Muse Systems
February 25, 2024

Preserving Database Timestamp Resolution in Apache NiFi

Steven C. Buttgereit
Posted on February 25, 2024
8 minutes  •  1662 words
Table of contents

Photo by Jakub Dziubak on Unsplash

Example code for this article is available from our GitHub repository .

Describing the Problem

Recently, while working on a client project which involved integrating data
from one database to another using Apache NiFi, we found that we had a data
loss problem. The issue was that Apache NiFi was reading records including
timestamp data down to microseconds but was losing timestamp resolution,
truncating the timestamp data to millisecond granularity. Our client
indicated to us that the microsecond level was material thus we had a problem
to solve.

To be fair, under most reasonable use cases, microsecond or better resolution
is usually not important… or even accurate enough to be “real”. However,
while the validity of sub-millisecond timings may well be questioned, it is
nonetheless not appropriate for the integration layer to silently transform
the source data into a form with less resolution. It is completely possible
that the origin of the data was correctly resolved to sub-millisecond times
and that the microsecond or better resolution is materially important to the
data.

A hand-wavy explanation is that Apache NiFi, in its own internal
representation of correctly typed data, simply doesn’t support greater than
millisecond timestamp resolution. Fair enough. Data type awareness in the
processing of data flows is overall a good thing and I’m glad that Apache NiFi
does this. Data transformations and translations between different sources and
sinks become more reliable and are usually easier to work with when the
integration layer has a stronger type awareness.
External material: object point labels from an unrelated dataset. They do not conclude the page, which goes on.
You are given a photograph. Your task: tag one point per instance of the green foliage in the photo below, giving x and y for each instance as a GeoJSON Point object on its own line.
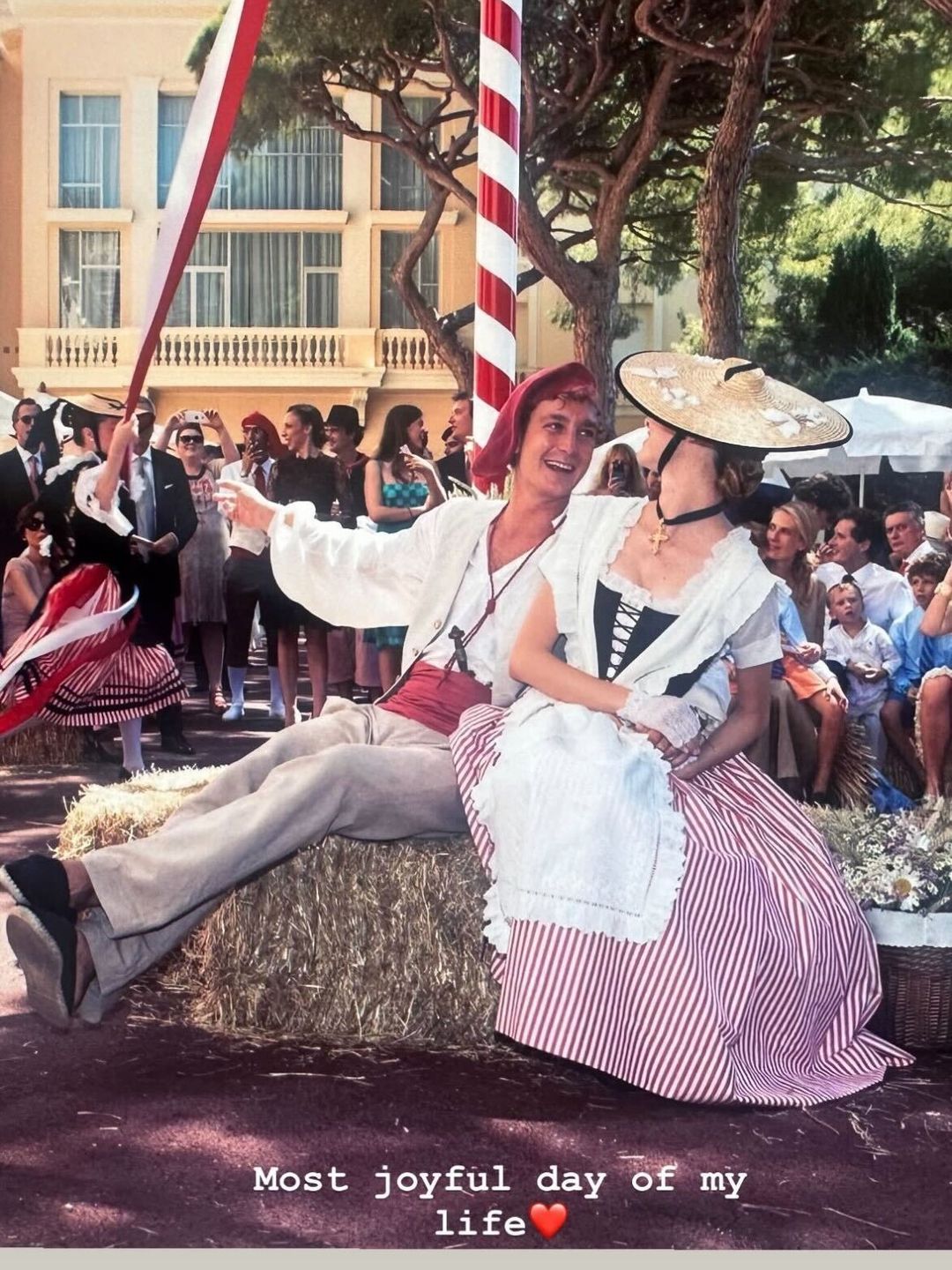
{"type": "Point", "coordinates": [857, 311]}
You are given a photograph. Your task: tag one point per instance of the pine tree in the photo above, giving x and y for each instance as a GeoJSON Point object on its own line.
{"type": "Point", "coordinates": [857, 311]}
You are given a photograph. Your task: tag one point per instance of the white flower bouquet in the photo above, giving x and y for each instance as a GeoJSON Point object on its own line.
{"type": "Point", "coordinates": [895, 862]}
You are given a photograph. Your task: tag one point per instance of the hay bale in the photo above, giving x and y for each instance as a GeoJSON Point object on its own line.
{"type": "Point", "coordinates": [346, 943]}
{"type": "Point", "coordinates": [42, 746]}
{"type": "Point", "coordinates": [106, 814]}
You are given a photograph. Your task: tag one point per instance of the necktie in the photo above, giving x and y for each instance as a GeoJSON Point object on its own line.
{"type": "Point", "coordinates": [145, 504]}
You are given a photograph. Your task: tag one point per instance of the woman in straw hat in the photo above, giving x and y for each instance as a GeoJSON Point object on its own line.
{"type": "Point", "coordinates": [81, 661]}
{"type": "Point", "coordinates": [663, 911]}
{"type": "Point", "coordinates": [804, 691]}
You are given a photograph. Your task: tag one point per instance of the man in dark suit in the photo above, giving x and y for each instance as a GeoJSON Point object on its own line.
{"type": "Point", "coordinates": [165, 516]}
{"type": "Point", "coordinates": [20, 479]}
{"type": "Point", "coordinates": [453, 465]}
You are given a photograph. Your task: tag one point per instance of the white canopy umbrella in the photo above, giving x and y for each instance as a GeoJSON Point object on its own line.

But this brings us to our second problem: Apache NiFi, in the pursuit of
providing users a simple to understand and configure experience, doesn’t
provide well defined escape hatches from the back-box functionality that
are most out-of-box processors. It seems as though, once you reach the point
where you need to go outside of the narrowly defined simple path, you need to
be prepared to make the leap to develop your own processor to accommodate your
needs. You can be a simple analyst or a full-fledged developer, but there is
no middle ground to give a sufficiently advanced analyst a way to configure
themselves out of jams like the one we discuss here. This is shame because it
seems like most processors could have some relatively simple modifications to
allow such advanced escape hatches, on an opt-in complexity basis, without
compromising the simple use case path to cover most use cases. But I
digress…

Demonstration of the Problem

Consider the following simple, naive workflow:

  1. We read the source data from a database table which includes very
    precise timestamp data. (source_table)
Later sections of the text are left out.